Özellikle BM’deki veto yetkisi ile uluslararası arenada ve gönderdiği silahlarıyla savaş alanında verdiği destek, fiilen çatışmanın içine dalma evresine ancak stratejik İdlib muhaliflerin eline geçtiğinde, Esad rejimi sona en yakınken gerçekleşti.
Böylece Rusya Esad’ın en sıkıştığı anda devreye girerek, isteklerini karşısındaki en zor durumundayken dayatabildi ve şimdi tarihindeki en büyük üslerden birini Suriyeye kurmaya hazırlanıyor.
Putin’in basın danışmanı Dmitriy Peskov’un gazetecilerin konuyla ilgili sorularına verdiği hırçın cevaptan da, söz konusu soruya konu, Rusya Genelkurmay Başkan Yardımcısı ve aynı zamanda Rusya’nın Suriyedeki operasyonları yöneten Operasyon Dairesi Başkanı General Andrey Kartapolov’un, “Bir Suriye’de mevcut Tartus deniz üssü yanı sıra ikinci kara üssü kurmayı düşünmüyoruz. Asıl planımız tek bir üs oluşturmak. Burada Rusya silahlı kuvvetleri deniz, kara ve hava birlikleri bir arada yer alacak” demeci bunu gösteriyor.
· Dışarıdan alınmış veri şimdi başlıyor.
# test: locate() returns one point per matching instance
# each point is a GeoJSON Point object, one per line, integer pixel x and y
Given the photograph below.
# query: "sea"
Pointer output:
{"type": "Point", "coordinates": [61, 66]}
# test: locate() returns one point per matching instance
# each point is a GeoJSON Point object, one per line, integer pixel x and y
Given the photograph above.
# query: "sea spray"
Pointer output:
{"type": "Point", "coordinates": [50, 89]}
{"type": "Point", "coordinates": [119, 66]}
Küçülmüş ve Baas rejimiyle yönetilen bir ülkecik ile de bu üssün etrafında bir güvenlik duvarı oluşturulacak.
Bu olası ülkenin sınırlarını tahmin etmek de zor değil. Suriyedeki Rus hava gücünün bombaladığı yerlere bakmak yeterli.
Sözün özü Rusya, artık Suriye’den kalan ne varsa onu ele geçirdi ve geçirmeden önce de iyice zayıflasın diye bekledi.
Ne Suriyede siyasal bir çözümden yana ne de IŞİD tehlikesi umurunda.
Bütün bunlardan geriye bir tek ve önemli soru kalıyor;
Rusya Suriyede kurduğu bu oluşum ile ne yapacak?
Belki de amacı askeri teknolojisinin reklamını yapmak ve yine silah satmaktır.
Biz yine de sorunun asıl cevabının, o silahların satın alınmasını gerektirecek koşulları yaratmak olmadığını umalım.